The Mash-Up - Linda Grant

The Mash-Up

Author: Linda Grant


  • Publication Date: 2016-04-21
  • Category: Literary Fiction

Summary

A short story by Linda Grant from the collection Reader, I Married Him: Stories inspired by Jane Eyre.

In ‘The Mash Up’, a woman recalls the strain of juggling opposing cultures at her wedding.

Edited by Tracy Chevalier, the full collection, Reader I Married Him, brings together some of the finest and most creative voices in fiction today, to celebrate and salute the strength and lasting relevance of Charlotte Brontë’s game-changing novel and its beloved narrator.

Reviews

Praise for the full collection, READER, I MARRIED HIM:

‘Dazzling’ DAILY MAIL

‘The success of this book owes much to [Chevalier’s] enthusiasm … it’s quite amazing to see the quality of work on show’ EVENING STANDARD

‘A terrific set of stories by some of our leading novelists, each of whom engages with a chosen aspect of Jane Eyre’ THE NEW STATESMAN

‘A clever idea well-executed; a treat for fans of short fiction and for Brontë's many ardent fans’ KIRKUS REVIEWS

‘Exemplary…written by some of today's best female writers’ THE CHICAGO TRIBUNE

‘These pieces create a beguiling picture of women and men and desire, in which everyone is searching, like Jane, for happiness and wondering whether marriage is really an answer. The book acts as a prism spreading all kinds of literary and historical refractions, and it’s a reminder that Charlotte Brontë, too, has many sides’ GLOBE AND MAIL

About the author

Linda Grant is the author of six novels and four works
of non-fiction. Her second novel, When I Lived in Modern Times, won the Orange Prize for Fiction. The Clothes on
Their Backs was shortlisted for the Man Booker Prize.
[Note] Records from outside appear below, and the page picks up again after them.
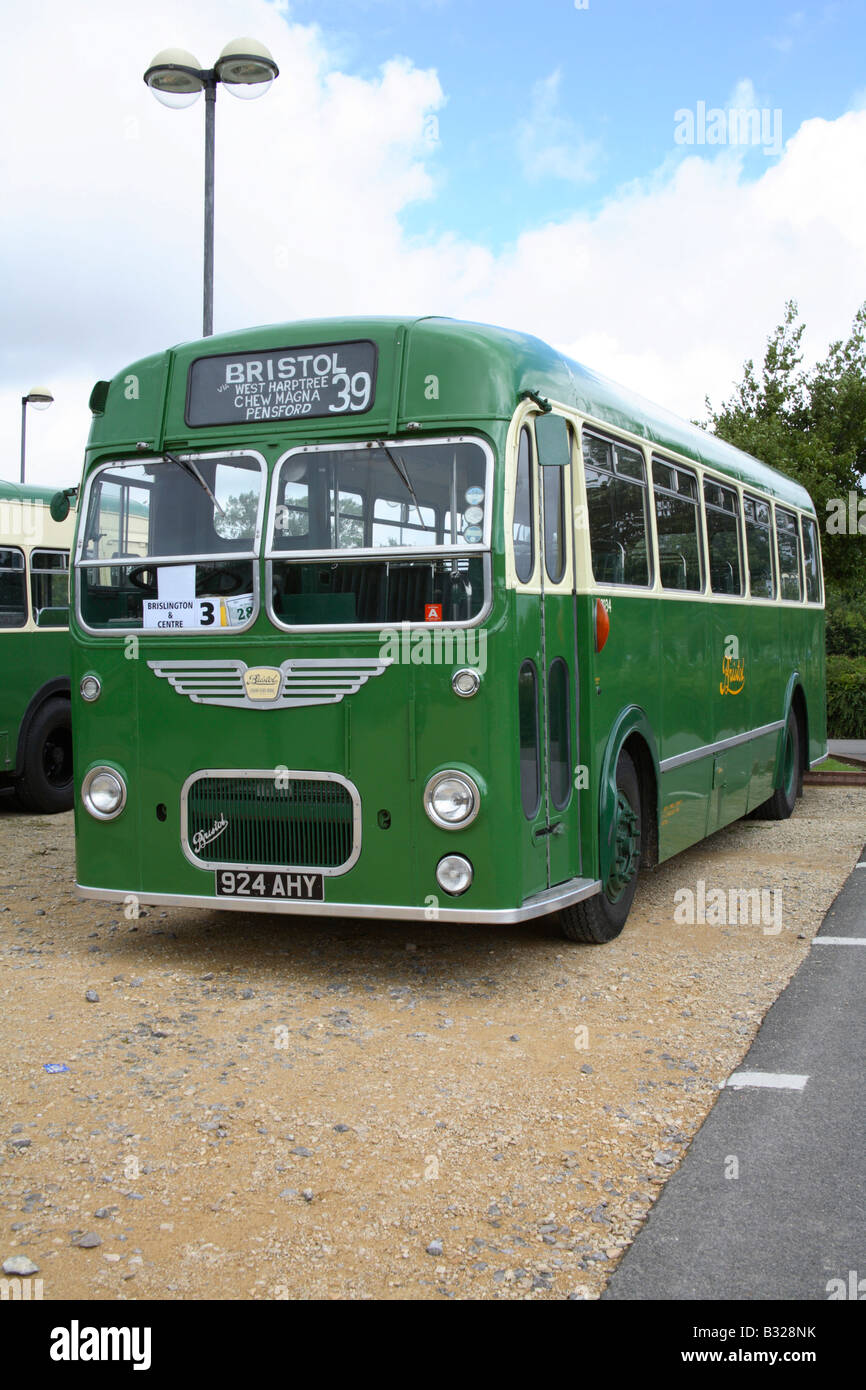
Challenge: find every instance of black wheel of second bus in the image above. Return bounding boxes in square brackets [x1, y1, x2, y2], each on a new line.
[751, 710, 803, 820]
[559, 752, 642, 945]
[15, 698, 72, 816]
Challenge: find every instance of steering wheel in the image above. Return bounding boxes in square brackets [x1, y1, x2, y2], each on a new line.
[126, 564, 156, 592]
[196, 564, 245, 598]
[126, 564, 243, 598]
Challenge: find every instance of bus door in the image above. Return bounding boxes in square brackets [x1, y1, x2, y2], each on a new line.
[532, 413, 581, 887]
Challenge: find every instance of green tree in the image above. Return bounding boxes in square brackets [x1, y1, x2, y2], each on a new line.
[705, 300, 866, 595]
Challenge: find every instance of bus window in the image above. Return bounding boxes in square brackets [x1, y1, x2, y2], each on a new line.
[78, 453, 264, 631]
[776, 507, 802, 603]
[548, 656, 571, 810]
[375, 492, 436, 549]
[31, 550, 70, 614]
[801, 517, 822, 603]
[0, 546, 26, 627]
[703, 478, 742, 594]
[267, 439, 489, 627]
[512, 425, 535, 584]
[584, 434, 651, 587]
[652, 459, 703, 592]
[541, 467, 566, 584]
[742, 496, 776, 599]
[517, 662, 541, 820]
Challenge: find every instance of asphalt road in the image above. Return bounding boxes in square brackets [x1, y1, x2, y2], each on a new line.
[602, 851, 866, 1300]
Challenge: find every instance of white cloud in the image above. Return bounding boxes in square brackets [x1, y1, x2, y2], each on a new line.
[517, 68, 601, 183]
[0, 0, 866, 482]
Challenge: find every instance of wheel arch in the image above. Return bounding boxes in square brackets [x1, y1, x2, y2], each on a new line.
[13, 676, 72, 777]
[773, 671, 809, 796]
[599, 705, 660, 883]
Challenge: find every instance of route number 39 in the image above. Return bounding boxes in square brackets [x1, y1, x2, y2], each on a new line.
[328, 371, 373, 414]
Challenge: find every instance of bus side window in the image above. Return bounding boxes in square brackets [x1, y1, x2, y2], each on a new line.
[652, 459, 703, 592]
[517, 662, 541, 820]
[801, 517, 822, 603]
[776, 507, 803, 603]
[31, 550, 70, 614]
[703, 478, 742, 594]
[742, 496, 776, 599]
[584, 432, 651, 588]
[0, 549, 26, 627]
[512, 425, 535, 584]
[548, 656, 571, 810]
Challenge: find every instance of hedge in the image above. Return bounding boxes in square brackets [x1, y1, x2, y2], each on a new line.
[827, 656, 866, 738]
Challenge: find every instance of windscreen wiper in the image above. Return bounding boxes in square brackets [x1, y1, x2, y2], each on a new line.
[163, 449, 225, 517]
[379, 439, 424, 525]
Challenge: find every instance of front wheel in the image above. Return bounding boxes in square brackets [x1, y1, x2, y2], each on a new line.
[751, 709, 803, 820]
[15, 698, 72, 816]
[559, 752, 642, 945]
Her
family memoir, Remind Me Who I Am, Again, won the Mind
Book of the Year and the Age Concern Book of the Year. She
lives in London. Linda Grant’s copy of Jane Eyre is a navy
blue hardback with the Latin motto of her school embossed
in gold on the cover. It was awarded for winning the Rosa
B Chambers prize for Reading Aloud, an accomplishment
which finally found an application at literary festivals.